The system runs automated tagging for all of the client’s text materials. Extracted keyphrases are usually categorized into groups, so they can be automatically inserted into the client’s CRM profile gaps. Specifically, platforms are capable of distinguishing names, locations, financial instruments, events, etc. Once all this data has been structured, they may even suggest several solutions typical of related requests, thereby automating support.
What else can smart keyphrase analysers help advisors with? When integrated with workflows, they may help to optimise and personalise timing. In addition, algorithms can display changes in risk tolerance based on events that are happening to clients and their ambitions. Overall, AI can save huge amounts of effort while opening opportunities for advisors to grow and enhance their service.

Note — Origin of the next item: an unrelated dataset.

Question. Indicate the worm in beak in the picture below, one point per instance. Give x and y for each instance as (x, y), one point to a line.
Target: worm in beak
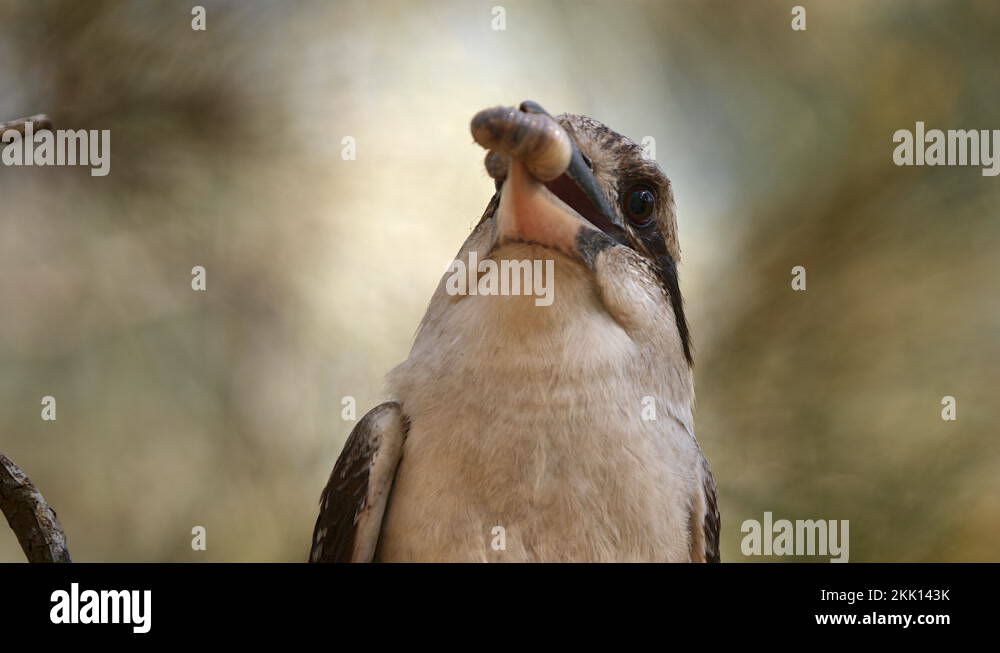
(535, 139)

Top successful AI use cases
- Redtail provides advisors with three specific actionable feedback buckets: sentiment, keyphrases, and entities or tags, such as specific types of investment accounts. The company has also launched a compliance-approved text messaging service, which enables mobile texting that doesn’t require the client to set up any additional software or apps.
- Behavioral IQ from Advisor Software provides planners with detailed insights into six different behavioural factors influencing clients’ thoughts on risk and decision-making. At its core is a risk-scoring mathematical model that measures a person’s relevant behaviors in order to allow them to make better financial decisions.
- Another new tool, Finworx from Lirio, also uses behavioural finance-based questions to provide advisers with a deep understanding of how their clients or prospects approach decision-making, and how they react to risk. Also, this solution helps organisations motivate the people they serve to achieve better outcomes.
- Studies show that people respond to text messaging 90% more than emails. This is why Wela empowered the communication module of Benjamin with AI-powered push notifications and chatbots to make the user experience unique.
The wealth management industry has faced a shift in the role of the financial advisor. Meanwhile, intelligent data-processing technologies have led to tools that have made this shift much more seamless.
Harvesting behaviour predictions allows advisors to provide great service while utilising reasonable resources.